By Tom Le, Director of Research and Development, BT Managed Security Solutions Group
Organizations store an increasing amount of copyrighted and company sensitive information online — everything from pricing to stock levels can be derived from web sites which, though aimed at customers, can be used by other organizations to gain competitive information.
In the past, this kind of competitive analysis happened when staff walked into their competitors and checked everything from prices to merchandise. The process was people intensive, slow and arduous. In the last decade, however, these covert activities have become a lot easier with the use of automated programs, robots, spiders, and other automatic methodologies that can be used to gain competitive information by automating and repeating queries to obtain quotes or gain an idea of stock levels. High volumes of automated queries can also result in increased infrastructure and bandwidth costs as well as performance degradation for legitimate users.
In addition to the automation technology being widely available, all that is needed for an attacker to lease a botnet and execute the automation on hundreds or thousands of autonomous nodes is a credit card and web access to the leased command and control system.
Detecting Automated Bot Activity
On the face of it, companies are powerless to stop the competitive “spying” that goes on over the web, but utilizing logs enables a picture to be drawn over who and what is gaining information from corporate websites.
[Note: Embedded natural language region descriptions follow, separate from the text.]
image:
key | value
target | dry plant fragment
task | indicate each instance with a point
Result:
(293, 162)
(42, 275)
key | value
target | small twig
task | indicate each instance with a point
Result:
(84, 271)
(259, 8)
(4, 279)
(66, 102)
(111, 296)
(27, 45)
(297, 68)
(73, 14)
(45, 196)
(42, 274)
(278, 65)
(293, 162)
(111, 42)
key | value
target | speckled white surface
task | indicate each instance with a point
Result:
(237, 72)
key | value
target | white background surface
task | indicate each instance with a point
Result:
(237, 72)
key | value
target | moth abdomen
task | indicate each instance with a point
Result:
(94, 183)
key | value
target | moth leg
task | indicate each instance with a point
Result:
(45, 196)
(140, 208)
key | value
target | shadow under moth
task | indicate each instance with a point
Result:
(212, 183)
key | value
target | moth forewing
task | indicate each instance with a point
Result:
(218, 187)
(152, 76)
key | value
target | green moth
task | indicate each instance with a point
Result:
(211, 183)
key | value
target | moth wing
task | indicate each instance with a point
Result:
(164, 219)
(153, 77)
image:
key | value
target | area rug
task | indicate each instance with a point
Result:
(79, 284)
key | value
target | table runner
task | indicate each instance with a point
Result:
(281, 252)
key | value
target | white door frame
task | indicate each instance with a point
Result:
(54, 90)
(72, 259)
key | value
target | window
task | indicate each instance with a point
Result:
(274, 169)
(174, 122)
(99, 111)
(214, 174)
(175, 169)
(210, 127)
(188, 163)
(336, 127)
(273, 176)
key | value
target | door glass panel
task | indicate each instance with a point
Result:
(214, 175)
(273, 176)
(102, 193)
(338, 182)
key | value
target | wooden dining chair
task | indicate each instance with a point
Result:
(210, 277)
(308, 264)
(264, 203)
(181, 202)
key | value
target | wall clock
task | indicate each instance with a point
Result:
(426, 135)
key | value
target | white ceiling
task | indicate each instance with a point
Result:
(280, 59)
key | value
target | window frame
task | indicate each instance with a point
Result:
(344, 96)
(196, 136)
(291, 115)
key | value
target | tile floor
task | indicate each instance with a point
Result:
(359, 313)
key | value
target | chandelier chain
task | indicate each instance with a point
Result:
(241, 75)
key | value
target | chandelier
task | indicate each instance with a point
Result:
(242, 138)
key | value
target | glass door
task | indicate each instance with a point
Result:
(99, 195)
Unusually high volumes of activity and other anomalous behavior can be identified by analyzing web server logs for patterns of automated usage which are clearly “not human” activity.
Some bot masters are cognizant that their targets may be monitoring for anomalous behavior, such as a high volume of queries. The bot client could attempt to defeat such monitoring attempts by purposefully limiting the number of requests per time interval. This works especially well with a distributed bot attack where the bot master has control of hundreds or thousands of nodes. For example, instead of querying as fast as possible, the bot may be programmed to purposefully query once every 5 seconds, or any other arbitrary delay. Some bots even include random sleep timeouts to evade detection.
Fortunately, most automated, distributed attacks – even those attempting evasion by masking their volume, frequency or pattern of access – can be discovered utilizing statistical analysis of web access. For example, the volume and frequency of HTTP GETs and POSTs can be analyzed on a statistical basis to determine the probability that any set of access activity is a human or automated user.
The key advantage to a statistical model is that knowledge of the underlying web application, URLs and form parameters is not needed as the underlying assumption is that a normal human user will only submit a predictable volume and frequency of HTTP GETs or POSTs. Through a combination of statistical tests to determine average user activity from observed behavior, and some common sense parameters for what type of expected behavior is clearly non-human (e.g., a human user would never perform a particular query X times in Y seconds), non-human activity can be identified automatically from statistical analysis of web server logs.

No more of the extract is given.